# Where can i buy a Cavalier King Charles Pup in the leinster area?



## jeni8383 (12 May 2010)

Im looking for a male cavalier king charles pup.I live in dublin but willing to travel in lenister area.Anyone know some one who might breed them?


----------



## nad (12 May 2010)

Hi jeni have a look on this web site seems to be good a choice lets us know if you find what your looking for.


[broken link removed]

by the way i have no connection to this site or sellers on it.


----------



## Darthvadar (12 May 2010)

Your vet, or the Irish Kennel Club  should be able to point you in the right direction...

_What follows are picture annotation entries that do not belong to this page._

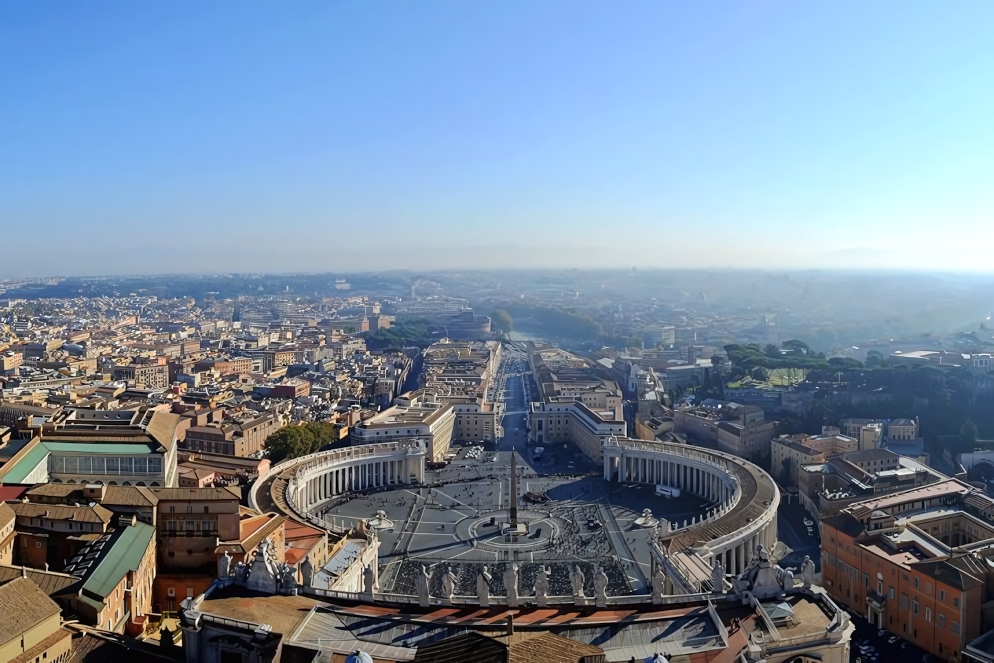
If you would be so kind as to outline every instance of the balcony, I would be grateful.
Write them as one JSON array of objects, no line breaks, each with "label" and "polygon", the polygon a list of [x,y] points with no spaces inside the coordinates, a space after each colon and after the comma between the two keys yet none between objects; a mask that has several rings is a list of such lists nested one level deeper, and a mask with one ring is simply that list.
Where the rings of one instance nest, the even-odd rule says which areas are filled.
[{"label": "balcony", "polygon": [[867,589],[867,603],[878,610],[883,610],[887,607],[887,596],[877,593],[874,589]]}]

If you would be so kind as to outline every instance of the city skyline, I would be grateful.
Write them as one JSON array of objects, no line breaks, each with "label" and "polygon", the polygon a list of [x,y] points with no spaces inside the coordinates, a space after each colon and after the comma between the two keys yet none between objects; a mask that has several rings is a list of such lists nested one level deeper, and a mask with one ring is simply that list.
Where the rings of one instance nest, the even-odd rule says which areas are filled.
[{"label": "city skyline", "polygon": [[0,278],[989,271],[992,11],[9,9]]}]

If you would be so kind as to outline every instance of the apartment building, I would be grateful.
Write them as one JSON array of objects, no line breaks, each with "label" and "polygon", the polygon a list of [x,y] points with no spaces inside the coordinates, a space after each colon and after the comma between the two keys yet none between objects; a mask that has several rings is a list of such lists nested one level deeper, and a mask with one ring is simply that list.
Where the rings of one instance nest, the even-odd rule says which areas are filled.
[{"label": "apartment building", "polygon": [[0,584],[0,661],[64,663],[73,634],[62,628],[59,604],[29,578]]},{"label": "apartment building", "polygon": [[705,399],[673,413],[673,429],[688,439],[715,441],[720,451],[765,463],[776,436],[776,421],[767,421],[758,406]]},{"label": "apartment building", "polygon": [[433,394],[406,394],[396,405],[356,423],[350,433],[353,444],[390,442],[416,437],[427,444],[427,457],[440,462],[452,443],[456,411],[449,403],[437,403]]},{"label": "apartment building", "polygon": [[48,505],[11,502],[17,518],[14,563],[33,569],[63,569],[92,535],[111,526],[113,513],[99,504]]},{"label": "apartment building", "polygon": [[534,343],[529,350],[539,387],[528,413],[529,443],[572,441],[594,462],[602,462],[604,442],[627,434],[621,390],[585,359]]},{"label": "apartment building", "polygon": [[81,621],[116,633],[136,635],[152,611],[156,573],[155,528],[132,516],[90,541],[64,570],[80,579],[53,595]]},{"label": "apartment building", "polygon": [[955,479],[823,518],[823,586],[838,602],[951,660],[994,627],[994,500]]},{"label": "apartment building", "polygon": [[166,358],[159,357],[154,362],[116,366],[110,379],[134,382],[139,389],[166,389],[169,387],[169,367]]}]

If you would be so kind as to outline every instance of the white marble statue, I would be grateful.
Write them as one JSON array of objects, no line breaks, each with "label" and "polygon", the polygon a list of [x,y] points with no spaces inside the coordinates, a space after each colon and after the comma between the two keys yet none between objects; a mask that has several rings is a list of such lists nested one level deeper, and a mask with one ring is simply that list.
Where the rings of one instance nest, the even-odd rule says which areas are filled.
[{"label": "white marble statue", "polygon": [[593,567],[593,592],[598,607],[607,604],[607,574],[599,566]]},{"label": "white marble statue", "polygon": [[431,575],[428,574],[428,570],[421,565],[420,571],[414,573],[414,586],[417,587],[417,604],[421,607],[427,607],[431,602],[431,596],[428,593],[428,580],[431,579]]},{"label": "white marble statue", "polygon": [[509,564],[504,570],[504,589],[508,607],[518,607],[518,565]]},{"label": "white marble statue", "polygon": [[807,555],[801,562],[801,580],[804,582],[805,588],[810,588],[814,584],[814,562]]},{"label": "white marble statue", "polygon": [[583,577],[583,572],[580,570],[580,565],[574,565],[573,573],[570,574],[570,584],[573,585],[574,598],[585,598],[583,596],[583,584],[585,582],[586,578]]},{"label": "white marble statue", "polygon": [[722,561],[715,558],[715,567],[711,570],[711,584],[713,591],[725,593],[725,567]]},{"label": "white marble statue", "polygon": [[493,576],[486,567],[483,567],[483,571],[479,573],[476,577],[476,602],[480,604],[480,607],[490,606],[490,580],[493,580]]},{"label": "white marble statue", "polygon": [[655,567],[655,571],[652,572],[652,602],[662,603],[663,594],[666,593],[666,574],[658,564]]},{"label": "white marble statue", "polygon": [[539,567],[539,573],[535,575],[535,602],[540,607],[545,607],[549,602],[549,574],[552,569],[545,566]]},{"label": "white marble statue", "polygon": [[449,567],[441,577],[441,595],[449,605],[452,604],[452,596],[455,594],[455,574],[452,567]]}]

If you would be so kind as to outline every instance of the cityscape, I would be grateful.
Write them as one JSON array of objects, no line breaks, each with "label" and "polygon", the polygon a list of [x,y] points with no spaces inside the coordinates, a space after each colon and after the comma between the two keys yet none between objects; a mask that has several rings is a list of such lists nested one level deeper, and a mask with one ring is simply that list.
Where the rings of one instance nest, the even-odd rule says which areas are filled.
[{"label": "cityscape", "polygon": [[8,660],[983,655],[986,284],[692,276],[0,282]]},{"label": "cityscape", "polygon": [[0,663],[994,663],[991,25],[0,5]]}]

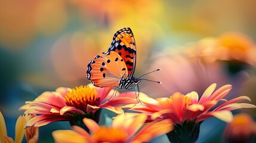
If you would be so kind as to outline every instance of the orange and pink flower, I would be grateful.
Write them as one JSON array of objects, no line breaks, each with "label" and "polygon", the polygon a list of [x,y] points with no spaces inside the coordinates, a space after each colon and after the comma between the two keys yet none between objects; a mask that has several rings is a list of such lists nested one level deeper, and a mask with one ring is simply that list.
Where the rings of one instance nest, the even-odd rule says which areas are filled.
[{"label": "orange and pink flower", "polygon": [[[142,104],[137,104],[131,110],[147,114],[149,120],[170,119],[175,125],[174,132],[167,133],[171,142],[196,141],[201,123],[203,120],[215,117],[230,122],[233,119],[231,111],[256,108],[255,105],[250,104],[238,103],[244,100],[250,101],[249,98],[245,96],[229,101],[224,99],[232,89],[230,85],[224,85],[214,92],[216,84],[212,84],[200,99],[195,91],[186,95],[175,92],[169,98],[159,98],[156,100],[141,95],[143,96],[140,96],[140,99]],[[221,102],[223,103],[218,104]],[[186,132],[183,132],[184,130],[186,130]],[[180,135],[177,133],[180,133]]]},{"label": "orange and pink flower", "polygon": [[118,93],[110,101],[113,94],[111,88],[96,88],[91,84],[73,89],[58,88],[55,92],[45,92],[34,101],[26,102],[20,110],[38,115],[31,119],[27,126],[42,126],[60,120],[79,125],[78,123],[84,117],[98,122],[101,108],[122,114],[124,111],[120,106],[138,103],[134,94]]},{"label": "orange and pink flower", "polygon": [[143,126],[146,114],[125,113],[116,116],[109,126],[98,126],[92,120],[83,121],[90,130],[73,126],[74,130],[56,130],[53,136],[56,142],[146,142],[173,129],[169,119],[153,122]]},{"label": "orange and pink flower", "polygon": [[24,114],[20,116],[17,119],[15,126],[15,142],[13,139],[7,136],[7,130],[5,122],[2,113],[0,111],[0,142],[3,143],[21,143],[25,135],[27,142],[37,142],[39,137],[39,128],[31,126],[24,129],[26,123],[31,118],[35,117],[35,114]]}]

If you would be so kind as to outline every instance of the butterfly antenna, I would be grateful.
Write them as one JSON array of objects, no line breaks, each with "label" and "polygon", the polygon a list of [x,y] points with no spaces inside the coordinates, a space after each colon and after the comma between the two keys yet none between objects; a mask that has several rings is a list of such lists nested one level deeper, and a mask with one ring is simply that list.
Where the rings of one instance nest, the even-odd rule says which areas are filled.
[{"label": "butterfly antenna", "polygon": [[162,83],[162,82],[161,82],[155,81],[155,80],[149,80],[149,79],[141,79],[141,80],[145,80],[150,81],[150,82],[156,82],[156,83],[159,83],[159,84],[161,84],[161,83]]},{"label": "butterfly antenna", "polygon": [[140,77],[138,77],[138,79],[140,79],[141,77],[143,77],[143,76],[145,76],[145,75],[147,75],[147,74],[150,74],[150,73],[153,73],[153,72],[157,72],[157,71],[159,71],[160,70],[161,70],[161,69],[156,69],[156,70],[155,70],[152,71],[152,72],[149,72],[149,73],[145,73],[145,74],[143,74],[142,76],[140,76]]}]

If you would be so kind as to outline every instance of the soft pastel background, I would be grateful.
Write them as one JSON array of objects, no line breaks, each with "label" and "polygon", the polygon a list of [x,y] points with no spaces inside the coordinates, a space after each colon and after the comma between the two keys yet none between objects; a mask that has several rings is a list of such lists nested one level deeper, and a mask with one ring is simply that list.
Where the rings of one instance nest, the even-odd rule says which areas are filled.
[{"label": "soft pastel background", "polygon": [[[18,108],[26,101],[59,86],[88,84],[88,62],[106,51],[113,34],[125,26],[132,30],[137,46],[134,76],[162,69],[145,78],[163,84],[143,81],[141,92],[153,97],[175,91],[202,94],[212,83],[229,83],[233,86],[228,98],[246,95],[256,104],[255,61],[232,69],[226,62],[198,62],[198,55],[186,51],[203,46],[202,39],[229,32],[255,45],[255,5],[254,0],[0,0],[0,110],[8,135],[14,137],[16,120],[23,113]],[[256,118],[255,110],[242,111]],[[223,141],[225,125],[216,119],[205,121],[198,142]],[[42,127],[39,142],[53,142],[52,131],[69,128],[64,122]]]}]

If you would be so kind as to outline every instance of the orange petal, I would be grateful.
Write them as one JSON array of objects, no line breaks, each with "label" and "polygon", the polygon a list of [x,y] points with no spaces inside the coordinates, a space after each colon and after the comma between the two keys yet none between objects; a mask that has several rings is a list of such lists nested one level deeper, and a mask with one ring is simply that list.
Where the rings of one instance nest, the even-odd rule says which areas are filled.
[{"label": "orange petal", "polygon": [[187,109],[192,111],[203,111],[205,109],[205,107],[201,104],[194,104],[187,106]]},{"label": "orange petal", "polygon": [[208,97],[211,96],[211,95],[214,91],[215,89],[216,88],[216,86],[217,84],[214,83],[211,85],[209,87],[208,87],[202,95],[201,98],[200,99],[198,103],[202,104],[202,103],[207,101]]},{"label": "orange petal", "polygon": [[227,123],[230,122],[233,119],[232,113],[227,110],[215,111],[211,113],[210,114]]},{"label": "orange petal", "polygon": [[4,141],[3,142],[4,143],[14,143],[14,141],[13,141],[13,138],[9,136],[4,136]]},{"label": "orange petal", "polygon": [[7,136],[7,131],[4,116],[1,111],[0,111],[0,142],[4,142],[4,136]]},{"label": "orange petal", "polygon": [[91,119],[84,118],[83,122],[84,123],[85,123],[87,127],[89,129],[91,133],[100,129],[100,126],[98,125],[98,124]]},{"label": "orange petal", "polygon": [[17,119],[15,126],[15,141],[21,142],[25,133],[26,118],[24,116],[20,116]]},{"label": "orange petal", "polygon": [[195,91],[192,91],[185,95],[190,98],[191,104],[196,104],[198,102],[198,94]]},{"label": "orange petal", "polygon": [[143,126],[132,140],[138,142],[149,142],[153,138],[171,132],[173,129],[173,125],[169,119],[152,122]]},{"label": "orange petal", "polygon": [[117,106],[104,106],[104,108],[107,109],[116,114],[120,114],[124,113],[124,110],[119,107]]},{"label": "orange petal", "polygon": [[80,114],[85,114],[84,112],[83,112],[82,111],[77,109],[76,108],[75,108],[73,106],[65,106],[63,108],[62,108],[60,111],[60,115],[63,115],[64,114],[65,114],[66,112],[68,112],[68,111],[72,111],[75,113],[80,113]]},{"label": "orange petal", "polygon": [[71,130],[58,130],[53,132],[55,142],[86,143],[86,138],[76,132]]}]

Please be cautious of advertisers... There are puppy farms doing a roaring trade, sometimes fueled by small ad sales... Sadly, lots of these poor pups are not healthy, not to mention the dreadful lives the parent dogs have... Please find a responsible breeder...

I hope you manage to find a happy, healthy puppy....

Darth...


----------



## gipimann (12 May 2010)

There's a lady in Cavan who breeds these dogs (and is very reputable), friend of mine bought 2 from her.   I can get the details tomorrow and PM you if you're willing to travel that far.

Alternatively, check out the dog pounds where you might find one who could do with a good home.

For example 

No connection to either the dog seller or the website


----------



## Bigmc (13 May 2010)

Yes check out done deal .ie , the buy & sell or any other local advertiser in your area.they a fairly commen breed you should have no trouble finding what you are lookin for


----------



## bb12 (13 May 2010)

would be VERY VERY wary about buying off donedeal, buyandsell etc....that's where all the puppy farm breeders try to sell their animals...try to find a reputable registered breeder if you're looking for a pedigree...alternatively check out your local poun, they might have a dog to suit your needs.


----------



## truthseeker (13 May 2010)

It would be extremely irresponsible to source a dog off done deal or the buy and sell. You need to find a registered breeder.

Another option is to contact your local dog shelter and tell them you are looking for a particular breed - many pedigree dogs go through dog shelters.

If you dont need a specific breed then please consider adopting an unwanted dog -  there are thousands of them out there.


----------



## fizzelina (13 May 2010)

My recent experience at our local dog shelter visit, it was full of lurchers and pointers and entirely unsuitable dogs. There were many families there and not once did I hear a child say a dog was cute or they want that one. Just disappointed faces all around. The adoption process would put anyone off, seemed a bit extreme (proof of registering with a local vet etc) On the other hand I found on donedeal a dog that needed a new home (owners moving) and we are delighted with him. Donedeal is a very popular website - I'm sure breeders would use it also since if they didn't they would be cutting out a large potential buyers market.


----------



## olddoll (13 May 2010)

We got a lovely pedigree labrador pup through Done Deal. The seller invited us to visit his home to see the puppies and their parents. We were happy with what we saw and have had no problems with the pup we got.


----------



## truthseeker (13 May 2010)

fizzelina said:


> My recent experience at our local dog shelter visit, it was full of lurchers and pointers and entirely unsuitable dogs.


 
Fizzelina, I dont understand how a Lurcher could be considered a totally unsuitable dog - unsuitable for what exactly? Lurchers have wonderful temperaments and are brilliant with children, really gentle. They also require little exercise and like to sleep a lot during the day, they dont bark much and are hugely affectionate. They make great family dogs. Pointers are also good pets. 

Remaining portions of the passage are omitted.